Marketing brochures never indicate the design parameters of a tool, because the vendors fear losing your business if you think the tool might under-perform with your requirements. Unfortunately these parameters often decide the success or failure of a deployment. In an open source world we don’t need to be so profit-driven, so we can avoid the inevitable support headaches that come when people push code too far by being up-front with the performance characteristics of our tools.
4. The environment the tool was developed on and is tested on
Software needs to work in the real world. Knowing what environment the tool is written on and tested on is a big clue to where the tool will be most comfortable. Large projects like Mozilla have teams of people testing the code on multiple platforms. For those types of projects this information isn’t critical. For smaller-scale projects with just a few contributors readers need to know what the code is being written on and tested with.
Designing a tool to be database independent is not the same as having automated tests that run every build of the code against each database for a thorough check. If the code is developed primarily on MySQL you can only rely on the code working on MySQL.
To ensure that the code works in the most reliable manner possible it is extremely important to know what platform was used to develop and test the open source software. Give your users the best chance to get the most out of your tool by giving them this vital information.

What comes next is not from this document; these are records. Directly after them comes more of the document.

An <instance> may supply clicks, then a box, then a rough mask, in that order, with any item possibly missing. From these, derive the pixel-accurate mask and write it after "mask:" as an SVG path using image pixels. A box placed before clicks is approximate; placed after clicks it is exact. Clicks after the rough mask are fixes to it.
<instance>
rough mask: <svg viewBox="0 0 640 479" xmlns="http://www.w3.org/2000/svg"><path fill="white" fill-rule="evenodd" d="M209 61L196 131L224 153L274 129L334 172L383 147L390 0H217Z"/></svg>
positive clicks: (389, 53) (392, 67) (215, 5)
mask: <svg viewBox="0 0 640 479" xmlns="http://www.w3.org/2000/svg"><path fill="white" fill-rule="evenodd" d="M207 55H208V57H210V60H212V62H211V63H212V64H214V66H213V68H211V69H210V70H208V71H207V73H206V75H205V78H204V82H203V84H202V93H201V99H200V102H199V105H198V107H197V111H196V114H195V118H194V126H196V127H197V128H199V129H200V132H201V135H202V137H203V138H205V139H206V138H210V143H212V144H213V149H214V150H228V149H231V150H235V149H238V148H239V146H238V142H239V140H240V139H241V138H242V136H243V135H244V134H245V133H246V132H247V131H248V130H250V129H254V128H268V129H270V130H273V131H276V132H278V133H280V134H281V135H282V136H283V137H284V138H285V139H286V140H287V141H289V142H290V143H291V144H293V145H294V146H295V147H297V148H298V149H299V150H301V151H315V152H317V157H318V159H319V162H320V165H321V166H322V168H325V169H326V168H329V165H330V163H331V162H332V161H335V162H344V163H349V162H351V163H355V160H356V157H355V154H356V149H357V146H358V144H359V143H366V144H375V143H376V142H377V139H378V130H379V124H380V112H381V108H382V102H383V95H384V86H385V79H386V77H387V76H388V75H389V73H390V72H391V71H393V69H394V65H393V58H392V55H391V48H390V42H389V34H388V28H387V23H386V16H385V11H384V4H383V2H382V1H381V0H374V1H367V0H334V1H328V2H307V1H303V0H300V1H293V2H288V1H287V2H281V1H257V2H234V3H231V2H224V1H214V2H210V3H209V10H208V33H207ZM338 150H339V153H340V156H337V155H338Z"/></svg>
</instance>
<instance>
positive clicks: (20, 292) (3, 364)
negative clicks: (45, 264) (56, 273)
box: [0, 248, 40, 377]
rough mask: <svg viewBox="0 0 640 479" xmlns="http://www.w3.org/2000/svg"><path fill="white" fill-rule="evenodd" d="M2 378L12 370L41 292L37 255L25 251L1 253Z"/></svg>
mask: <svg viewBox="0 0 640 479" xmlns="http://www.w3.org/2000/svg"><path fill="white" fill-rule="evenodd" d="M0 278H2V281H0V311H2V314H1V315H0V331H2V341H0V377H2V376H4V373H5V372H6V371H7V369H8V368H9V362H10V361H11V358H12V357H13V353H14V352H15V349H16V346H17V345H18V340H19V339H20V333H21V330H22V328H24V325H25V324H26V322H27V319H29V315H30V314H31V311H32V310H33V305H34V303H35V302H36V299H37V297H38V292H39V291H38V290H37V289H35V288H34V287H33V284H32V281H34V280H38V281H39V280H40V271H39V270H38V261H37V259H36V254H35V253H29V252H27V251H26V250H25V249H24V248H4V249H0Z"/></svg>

If a picture is worth a thousand words why don’t we use more of them? Only one of the 20 Web sites I looked at made any use of graphics to explain the structure, architecture, or usage of the development tool.
Even the most basic graphics are extremely compelling. The front page of UML2EJB contains a single graphic that describes the complete workflow cycle between the incoming UML and the EJB beans that are at the end of the cycle.
This is a simple graphic, but it speaks volumes. An engineer can quickly see that if they have XML and they want HTML that XSLT can provide a solution.
Documenting these basics is not only valuable for potential users of the tool, it’s also valuable for the implementing engineers. Software engineering is not a discipline that favors ambiguity. Stating clearly what a tool does and does not do provides a method for judging what new features should be included and what should be left out. If it’s difficult to nail down what a tool should does it is a potential sign of weakness in the requirements, architecture, or design of the tool.
Open source software is arguably more stable and reliable than its closed source equivalent. We need to build on that technical success by fixing open source software issues with documentation. Writing reasonable and useful documentation is not difficult. It entails stepping into the shoes of your reader, introducing them to the basics of the software, addressing their concerns and doing a little self-promotion. For good examples all we need to do is look at the documentation for successful commercial software.
Technical excellence is not everything. The technically superior tool can be outpaced in its adoption by an inferior tool with better support and documentation. To ensure the long-term success of open source we need to spend a considerable amount of our development time on both in-depth and introductory documentation.